Yellow is the color of water: realistic portraits of Ghanaian painter Jeremiah Quarshie

Yellow is the color of water: realistic portraits of Ghanaian painter Jeremiah Quarshie

When I was younger, the water problem in Accra was not as terrible as it is today,” says Jeremiah, “yet it was important to store water since not many households would have a connection in their homes. For those of us who had a connection, it flowed very late at night or at dawn. So we all had to find receptacles for storage.”

Jeremiah Quarshie is a Ghanaian painter who lives and works in Lagos, Nigeria. Very sensitive to the cause of water scarcity in Africa, particularly in Ghana. He will paint hyper-realistic portraits that highlight yellow, water, Ghanaian women by denouncing the difficulties of lack of water. Ghana has the world’s largest freshwater reservoir, but people suffer from a lack of water scarcity. Many people drink water in sachets because of the lack of supply and sanitation infrastructure. Access to safe drinking water is a recurrent problem in this country.
In his art, he paints very detailed works from photographs.

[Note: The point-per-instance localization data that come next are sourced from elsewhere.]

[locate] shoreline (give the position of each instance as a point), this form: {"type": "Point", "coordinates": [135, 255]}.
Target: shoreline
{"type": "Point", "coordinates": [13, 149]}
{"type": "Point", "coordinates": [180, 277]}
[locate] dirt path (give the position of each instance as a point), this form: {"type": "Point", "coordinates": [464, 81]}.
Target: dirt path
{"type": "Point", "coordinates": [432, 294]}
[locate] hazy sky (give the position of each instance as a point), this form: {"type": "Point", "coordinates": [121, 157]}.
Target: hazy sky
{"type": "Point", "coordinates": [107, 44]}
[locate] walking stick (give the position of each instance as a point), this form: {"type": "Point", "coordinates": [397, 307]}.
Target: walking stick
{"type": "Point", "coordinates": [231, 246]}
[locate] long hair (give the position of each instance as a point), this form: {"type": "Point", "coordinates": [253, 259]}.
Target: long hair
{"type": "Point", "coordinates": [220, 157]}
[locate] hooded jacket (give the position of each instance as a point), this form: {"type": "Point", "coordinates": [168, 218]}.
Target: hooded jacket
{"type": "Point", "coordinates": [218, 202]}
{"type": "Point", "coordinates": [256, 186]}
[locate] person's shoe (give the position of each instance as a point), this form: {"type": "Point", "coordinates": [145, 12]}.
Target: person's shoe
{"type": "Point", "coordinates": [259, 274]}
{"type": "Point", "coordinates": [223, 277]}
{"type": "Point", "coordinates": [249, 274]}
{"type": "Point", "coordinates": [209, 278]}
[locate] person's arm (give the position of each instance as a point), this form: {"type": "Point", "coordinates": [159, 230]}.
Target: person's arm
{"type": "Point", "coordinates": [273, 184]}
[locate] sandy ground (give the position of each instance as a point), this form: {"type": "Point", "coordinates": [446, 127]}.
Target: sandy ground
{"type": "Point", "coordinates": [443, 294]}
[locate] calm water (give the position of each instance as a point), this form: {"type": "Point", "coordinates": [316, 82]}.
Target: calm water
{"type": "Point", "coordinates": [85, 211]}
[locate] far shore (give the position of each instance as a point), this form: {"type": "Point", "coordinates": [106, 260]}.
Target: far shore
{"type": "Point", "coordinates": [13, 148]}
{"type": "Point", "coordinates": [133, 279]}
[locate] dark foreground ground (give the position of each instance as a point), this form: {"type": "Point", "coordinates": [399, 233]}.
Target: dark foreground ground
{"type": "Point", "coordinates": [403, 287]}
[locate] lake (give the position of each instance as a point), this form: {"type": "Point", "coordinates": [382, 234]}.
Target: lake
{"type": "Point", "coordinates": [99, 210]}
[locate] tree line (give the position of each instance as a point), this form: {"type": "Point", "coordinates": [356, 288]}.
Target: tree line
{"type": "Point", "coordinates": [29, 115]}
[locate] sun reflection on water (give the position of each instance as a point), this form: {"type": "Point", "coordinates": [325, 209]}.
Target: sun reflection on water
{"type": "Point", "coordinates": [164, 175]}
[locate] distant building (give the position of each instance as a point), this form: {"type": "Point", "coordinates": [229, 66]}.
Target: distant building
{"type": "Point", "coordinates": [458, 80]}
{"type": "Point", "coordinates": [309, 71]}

The photographs that are staged sometimes serve as complete works of art,” he says. “Some of these photographs are created by superimposing Ghanaian elements on other non-Ghanaian contexts, creating rather unusual situations in a very unique way.

In this art collection “Yellow is the color of water“, he wanted to raise awareness through his paintings about water scarcity and the role of women in society. Because, according to Ghanaian tradition, women were often water carriers.

It was a conscious decision to use only women. In Ghanaian culture, women are tasked with the all-important chore of finding and bringing water to the home.”

With the increase in restaurants around Ghana, women were using vegetable oil containers, called “kuffour gallons”. These yellow containers were easily accessible and affordable for storing water.

In no time it became the strong cultural symbol of the search for water – the more gallons you’d see in a particular vicinity, the more acute the problem was.”

They recreate scenes of daily life by painting his friends, ordinary women, beauty queens, businesswomen, workers, a boxer and a soldier. These portraits are edifying and ultra realistic. It is a magnificent work of art to contemplate.


Do you like these realistic paintings?

Do you think the water situation in Ghana will change?